Can CSR pay its short-term liabilities?

In addition to debtholders, a company must be able to pay its bills and salaries to keep the business running. In times of adverse events, CSR may need to liquidate its short-term assets to pay these immediate obligations. We test for CSR’s ability to meet these needs by comparing its cash and short-term investments with current liabilities. Our analysis shows that CSR does have enough liquid assets on hand to meet its upcoming liabilities, which lowers our concerns should adverse events arise.

Is CSR’s level of debt at an acceptable level?
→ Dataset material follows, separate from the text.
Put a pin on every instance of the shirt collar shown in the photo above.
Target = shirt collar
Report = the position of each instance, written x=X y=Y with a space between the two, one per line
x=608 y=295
Debt-to-equity ratio tells us how much of the asset debtors could claim if the company went out of business. For CSR, the debt-to-equity ratio is 1.59%, which indicates that the company faces low risk associated with debt. No matter how high the company’s debt, if it can easily cover the interest payments, it’s considered to be efficient with its use of excess leverage. A company generating earnings at least three times its interest payments is considered financially sound. CSR’s profits amply covers interest at 86 times, which is seen as relatively safe. Lenders may be less hesitant to lend out more funding as CSR’s high interest coverage is seen as responsible and safe practice.

Next Steps:

Are you a shareholder? CSR’s high cash coverage and low debt levels indicate its ability to utilise its borrowings efficiently in order to generate ample cash flow. In addition to this, the company will be able to pay all of its upcoming liabilities from its current short-term assets. Moving forward, CSR’s financial situation may change. You should always be researching market expectations for CSR’s future growth on our free analysis platform.

Are you a potential investor? CSR’s high cash coverage and low levels of debt indicate its ability to use its borrowings efficiently in order to produce a healthy cash flow. Moreover, its high liquidity means the company should continue to operate smoothly in the case of adverse events. In order to build your confidence in the stock, you need to further analyse the company’s track record. You should continue your analysis by taking a look at CSR’s past performance analysis on our free platform in order to determine for yourself whether its debt position is justified.


To help readers see pass the short term volatility of the financial market, we aim to bring you a long-term focused research analysis purely driven by fundamental data. Note that our analysis does not factor in the latest price sensitive company announcements.

The author is an independent contributor and at the time of publication had no position in the stocks mentioned.